ALBANY, N.Y. (NEWS10)— Governor Kathy Hochul announced money is being allocated to help represent New York State Troopers in cases where Extreme Risk Protection Orders are issued.

Shortly after it was discovered that the alleged gunman who killed 10 people and injured 3 others in a racially motivated attack at a Tops Supermarket in Buffalo fell through the cracks of New York State’s previous red flag law, the governor issued an executive order back in May and signed a law in June, requiring state police and other law enforcement officials to file an extreme risk protection order if they believe someone to be a threat to themselves or others.

Since then, nearly 2,000 extreme risk protection orders have been issued. A significant increase.

“The New York State Police has applied for 339 orders. That’s more than 3 times the applications we applied for in the last year alone.

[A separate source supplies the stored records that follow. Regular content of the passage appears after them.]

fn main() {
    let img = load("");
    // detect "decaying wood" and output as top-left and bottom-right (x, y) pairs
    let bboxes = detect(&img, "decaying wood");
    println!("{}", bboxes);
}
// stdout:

In those cases we applied for, 65% have resulted in guns being seized,” said Steven Nigrelli, Acting New York State Police Superintendent.

Of the cases that were presented, he said judges have approved 86 % of all applications made by the state police.

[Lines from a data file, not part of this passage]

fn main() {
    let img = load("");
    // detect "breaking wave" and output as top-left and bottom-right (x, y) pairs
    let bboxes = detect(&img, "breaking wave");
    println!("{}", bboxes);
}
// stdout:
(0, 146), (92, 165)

“Obviously, there are legal challenges,” stated Governor Kathy Hochul. “Some of these cases have been dismissed, even though there might be good cause, they might be dismissed because there isn’t proper legal representation.”

State police members who make applications for extreme risk protection orders often represent themselves in court. Now, $4.6 million dollars is being allocated to the New York Attorney General’s office to help support this measure.

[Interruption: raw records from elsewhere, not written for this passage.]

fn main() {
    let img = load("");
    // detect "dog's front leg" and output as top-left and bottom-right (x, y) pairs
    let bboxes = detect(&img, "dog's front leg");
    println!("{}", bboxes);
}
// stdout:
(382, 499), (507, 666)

“These funds are going directly to hire attorneys so we can represent the state troopers in court and ensure the brave action is taken when the troopers bravely determine that someone might be a risk,” said Letitia James, New York’s Attorney General.

These attorneys will be located throughout the state.

“There is no doubt in my mind that the assistance and legal expertise of the attorney general’s office,” said Nigrelli. “We can maximize the use of this law and further succeed in our ultimate goal of keeping New York safe.”